In theory they do, just in practice it's impossible. I'm sure that even you would enjoy voice acted character more if you had an option of voice with the right personality for every character you came up with, and voice acting would not reduce the number of available dialogue options.
That would just be a 500+gb game with insane development costs.
I think that our main disagreement here with people that like voiced PC is that we like to play unconventional characters while they like to play "Tav" so it's much easier to satisfy them with a voice.
I'm not sure I agree. I have a very active imagination, personally, and love characterization, so unconventional characters come naturally to me. While my character may be named Tav, she's still unique in various ways within my head, and voice acting will not change that.

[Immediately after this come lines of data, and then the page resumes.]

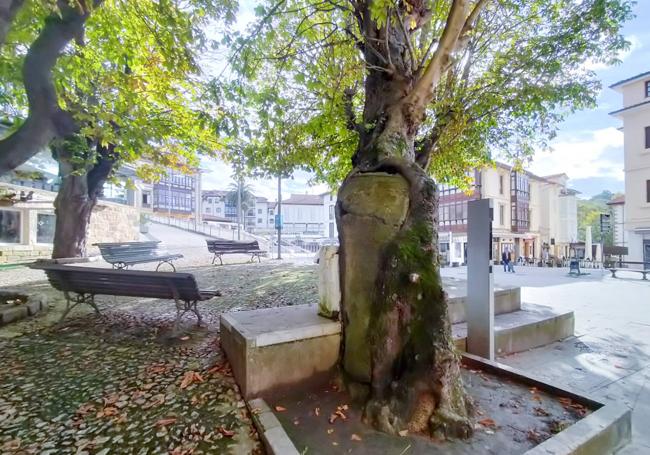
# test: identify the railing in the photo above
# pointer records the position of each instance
(221, 231)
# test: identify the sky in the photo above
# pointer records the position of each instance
(588, 147)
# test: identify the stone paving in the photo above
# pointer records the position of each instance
(121, 383)
(609, 358)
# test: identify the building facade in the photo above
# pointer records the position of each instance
(216, 206)
(617, 206)
(177, 194)
(635, 115)
(535, 218)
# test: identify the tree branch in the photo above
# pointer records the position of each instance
(455, 22)
(46, 120)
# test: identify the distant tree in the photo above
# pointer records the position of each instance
(132, 91)
(589, 212)
(244, 202)
(381, 94)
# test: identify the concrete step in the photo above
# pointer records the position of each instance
(276, 348)
(506, 300)
(531, 327)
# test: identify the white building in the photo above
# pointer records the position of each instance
(310, 214)
(635, 116)
(618, 220)
(534, 217)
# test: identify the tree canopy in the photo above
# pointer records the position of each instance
(303, 70)
(132, 79)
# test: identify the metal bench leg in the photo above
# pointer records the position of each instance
(166, 262)
(72, 302)
(182, 307)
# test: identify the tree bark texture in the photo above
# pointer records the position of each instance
(397, 347)
(76, 200)
(46, 120)
(8, 10)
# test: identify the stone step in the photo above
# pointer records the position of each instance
(531, 327)
(275, 348)
(506, 300)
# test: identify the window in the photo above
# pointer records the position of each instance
(45, 223)
(9, 226)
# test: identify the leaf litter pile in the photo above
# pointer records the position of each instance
(510, 418)
(119, 383)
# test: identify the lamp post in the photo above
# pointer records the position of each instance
(278, 215)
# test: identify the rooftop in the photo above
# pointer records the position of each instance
(304, 199)
(630, 80)
(617, 200)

I just fill in the blanks, create explanations for why she would do or say x. It's something I've done with all games with a protagonist, voiced or otherwise, and it's not particularly hard to do without straying at all from my character, with rare exceptions where the only options are those that my character would
never consider doing, which happens just as often with "silent" protagonists as it does with voiced ones in my personal experience. Usually the biggest stretch I have to go with is "It's the right thing to do," or "it's for the greater good," but most of the time it just flows naturally for me as the options make sense with the character, though this may just be because I have a strong streak of making chaotic good characters unless I need a villain (and I don't like playing as the villain, personally, outside of villain protagonist games like War For The Overworld).
(As a side note, I think voice acting only limits character statements somewhat compared to text based, which still has the constraints of only allowing what the devs come up with for the character, meaning you can still end up with situations where your character has only choices s/he would never do the way you imagined them, voicing just tends to reduce the number of options available). Again, all personal opinion.
Also, text based on both sides (to go to the opposite extreme, not to argue against anyone at all, I just feel like ranting a bit about dialogue I don't like) tends to end up with rather wooden sounding dialogue that goes on and on, which is why I write with a text-to-speech program going, to catch the wooden, awkward phrasings that look fine on paper.
The whole voice not matching the character thing (ie a black man with a white man's voice) that was mentioned either here or elsewhere is a valid criticism, however.